Palabras pronunciadas, esperanzas confiadas y promesas aún sin cumplir.

Las lágrimas se acumularon en sus ojos.

Sofía cerró suavemente los párpados, dejando que los recuerdos la envolvieran.

—Sylvia…

—susurró suavemente, como una oración largamente contenida.

Ese anhelo era profundo, no solo por una reina, sino por una amiga, protectora y la luz que siempre había sido la fuente de fuerza y esperanza en la ciudad.

Recordaba la ligera risa de Sylvia durante las discusiones sobre la defensa de la ciudad, cómo le confió todo a Sofía a pesar de conocer los grandes riesgos que enfrentaban.

Ese sentido de responsabilidad ahora se aferraba firmemente a Sofía, pesando fuertemente sobre ella.

Sin embargo, ese anhelo también alimentaba el espíritu de Sofía.

Mientras Sylvia no hubiera regresado, debía mantenerse firme.

Debía ser la última fortaleza, la sombra fuerte que protegería a Nocture contra las amenazas siempre presentes.

Sofía abrió lentamente los ojos y se cubrió con la manta.

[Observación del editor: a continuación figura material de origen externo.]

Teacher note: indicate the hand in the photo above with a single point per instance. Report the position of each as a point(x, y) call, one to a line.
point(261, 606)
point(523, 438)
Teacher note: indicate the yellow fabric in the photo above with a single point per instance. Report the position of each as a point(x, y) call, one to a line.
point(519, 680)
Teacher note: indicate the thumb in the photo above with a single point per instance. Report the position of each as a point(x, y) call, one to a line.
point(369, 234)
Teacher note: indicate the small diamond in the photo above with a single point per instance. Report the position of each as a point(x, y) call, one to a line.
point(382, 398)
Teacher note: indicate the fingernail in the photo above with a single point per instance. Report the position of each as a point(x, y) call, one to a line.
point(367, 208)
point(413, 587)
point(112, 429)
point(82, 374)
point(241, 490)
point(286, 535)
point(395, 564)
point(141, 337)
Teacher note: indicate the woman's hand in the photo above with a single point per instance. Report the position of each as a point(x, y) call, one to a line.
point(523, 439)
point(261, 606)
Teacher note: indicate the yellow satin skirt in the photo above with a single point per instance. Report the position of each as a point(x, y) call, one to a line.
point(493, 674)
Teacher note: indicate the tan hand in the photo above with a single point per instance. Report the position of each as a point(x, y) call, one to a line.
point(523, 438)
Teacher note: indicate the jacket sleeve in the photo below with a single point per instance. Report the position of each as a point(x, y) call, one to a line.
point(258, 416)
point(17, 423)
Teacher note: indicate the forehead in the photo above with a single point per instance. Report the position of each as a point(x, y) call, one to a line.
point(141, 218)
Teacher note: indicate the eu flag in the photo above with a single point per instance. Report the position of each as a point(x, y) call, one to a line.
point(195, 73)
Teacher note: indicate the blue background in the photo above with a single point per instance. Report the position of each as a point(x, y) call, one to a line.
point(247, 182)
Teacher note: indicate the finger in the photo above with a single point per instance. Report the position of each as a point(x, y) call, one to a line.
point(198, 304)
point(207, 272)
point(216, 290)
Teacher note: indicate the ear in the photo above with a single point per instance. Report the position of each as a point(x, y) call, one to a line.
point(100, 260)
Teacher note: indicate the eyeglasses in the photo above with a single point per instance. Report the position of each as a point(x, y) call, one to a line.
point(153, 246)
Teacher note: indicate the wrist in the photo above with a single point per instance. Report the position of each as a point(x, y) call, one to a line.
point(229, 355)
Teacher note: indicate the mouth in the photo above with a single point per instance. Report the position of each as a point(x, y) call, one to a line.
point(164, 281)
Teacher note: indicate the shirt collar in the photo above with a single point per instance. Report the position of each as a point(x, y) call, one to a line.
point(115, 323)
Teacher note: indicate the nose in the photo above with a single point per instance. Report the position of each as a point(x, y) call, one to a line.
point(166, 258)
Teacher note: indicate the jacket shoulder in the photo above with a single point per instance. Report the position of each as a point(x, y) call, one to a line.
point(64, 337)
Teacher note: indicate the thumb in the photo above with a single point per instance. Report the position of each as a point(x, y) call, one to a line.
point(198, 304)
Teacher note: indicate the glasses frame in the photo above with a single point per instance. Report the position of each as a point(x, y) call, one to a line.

La fría brisa nocturna que se colaba por la ventana la hizo estremecer, pero no era el frío más sofocante.

Cerró los ojos nuevamente, imaginando el rostro de Sylvia, uno que le había enseñado el significado del coraje, el sacrificio y el amor incondicional.

En la quietud de su cámara, Sofía hizo un juramento para sí misma y para la distante reina.

—Protegeré Nocture por ti, Sylvia.

Hasta que regreses…

y nos encontremos de nuevo.

Los segundos pasaron mientras Sofía yacía en ese silencio, dejando que su anhelo se convirtiera en la fuerza que la impulsaba hacia adelante.

La noche se hizo más profunda, pero Sofía, la centinela de la ciudad que nunca dormía, permanecía despierta en la sombra del anhelo y la determinación.